On our weekend trip to Ojai, we relished in the landscape as we drove along highway state route 33 from Ventura. Rugged chaparral covered hills, eucalyptus and oak trees blur by the car windows. Admiring such idyllic beauty, a sense of wonder opens the heart. Only 14 miles inland from the Pacific Ocean isn’t so far to go for some soul refreshing.

We took the time to browse the boutique shops along main stretch of Ojai Avenue, ate lunch at a local vegan cafe, and snuck a quick peek inside a wine tasting room before sipping on a flight of handcrafted green tea kombucha. The city of Ojai has a relaxed Californian vibe with the sort of easy-going elegance you can embrace. You  might call it bohemian, or modern hippie, perhaps. There’s a genuine aspect of being completely real here, without any pretensions or façades. Ojai has its own kind of style.

An influx of new shop owners, former weekenders-turned-residents, artisans, and a crop of farm-to-table centric restaurants have enriched the area with new life. 

We had a peaceful stay at The Ojai Retreat, a mindful place to unplug and unwind.
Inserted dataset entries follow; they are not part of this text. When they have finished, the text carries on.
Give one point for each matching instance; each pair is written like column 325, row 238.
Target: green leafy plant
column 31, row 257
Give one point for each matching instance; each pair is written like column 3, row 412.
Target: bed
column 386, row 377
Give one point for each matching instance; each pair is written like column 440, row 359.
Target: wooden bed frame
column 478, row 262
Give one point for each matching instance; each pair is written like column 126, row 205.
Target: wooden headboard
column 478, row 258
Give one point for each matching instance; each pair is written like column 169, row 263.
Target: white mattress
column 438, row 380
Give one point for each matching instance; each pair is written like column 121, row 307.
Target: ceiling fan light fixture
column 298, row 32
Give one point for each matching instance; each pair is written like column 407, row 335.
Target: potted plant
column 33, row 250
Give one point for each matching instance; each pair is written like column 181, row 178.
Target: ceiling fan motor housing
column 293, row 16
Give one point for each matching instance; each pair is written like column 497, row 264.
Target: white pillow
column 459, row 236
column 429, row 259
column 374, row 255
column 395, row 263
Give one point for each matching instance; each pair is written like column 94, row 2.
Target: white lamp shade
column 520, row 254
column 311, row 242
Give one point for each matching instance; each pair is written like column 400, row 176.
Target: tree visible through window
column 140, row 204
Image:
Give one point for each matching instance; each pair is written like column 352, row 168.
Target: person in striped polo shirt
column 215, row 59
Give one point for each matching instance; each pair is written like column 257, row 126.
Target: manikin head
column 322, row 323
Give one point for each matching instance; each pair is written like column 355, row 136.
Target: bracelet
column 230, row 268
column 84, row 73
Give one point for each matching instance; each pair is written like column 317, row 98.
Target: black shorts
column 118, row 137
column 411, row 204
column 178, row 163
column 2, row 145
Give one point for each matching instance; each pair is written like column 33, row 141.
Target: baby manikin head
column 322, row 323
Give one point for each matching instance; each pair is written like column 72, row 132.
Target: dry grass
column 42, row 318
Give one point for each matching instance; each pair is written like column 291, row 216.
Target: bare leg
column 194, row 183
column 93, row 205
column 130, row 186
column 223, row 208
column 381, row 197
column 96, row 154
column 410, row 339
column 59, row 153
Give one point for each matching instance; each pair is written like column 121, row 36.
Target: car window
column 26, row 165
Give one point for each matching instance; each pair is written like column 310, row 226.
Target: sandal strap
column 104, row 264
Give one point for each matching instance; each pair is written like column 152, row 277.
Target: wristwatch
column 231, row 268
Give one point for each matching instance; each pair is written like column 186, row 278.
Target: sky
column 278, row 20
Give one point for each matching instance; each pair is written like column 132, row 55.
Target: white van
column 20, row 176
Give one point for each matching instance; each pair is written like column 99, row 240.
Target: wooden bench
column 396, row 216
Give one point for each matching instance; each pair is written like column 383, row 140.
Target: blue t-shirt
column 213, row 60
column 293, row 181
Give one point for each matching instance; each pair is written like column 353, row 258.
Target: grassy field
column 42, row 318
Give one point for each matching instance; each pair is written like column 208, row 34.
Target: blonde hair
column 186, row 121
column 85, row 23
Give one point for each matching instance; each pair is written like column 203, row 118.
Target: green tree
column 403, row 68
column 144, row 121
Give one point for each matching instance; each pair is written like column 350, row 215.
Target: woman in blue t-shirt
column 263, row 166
Although the bed & breakfast inn does offer complimentary wifi, you may just want to sit down in the main room (without your phone or laptop) to enjoy a quiet cup of tea while enjoying the “pink moment” sunset. All rooms are TV-free and telephone-free, which makes it perfect to just be in the present rather than distracted by the modern world. You may overhear actual conversations between people sitting in the garden rather than the ping of text messages on handheld devices. 

Let go and allow your innate curiosity guide you, though we did discover a few noteworthy spots, including a casual lunch at Hip Vegan Café, and a romantic dinner at The Ranch House. You may need reservations for dinner, but otherwise just go with the Ojai flow.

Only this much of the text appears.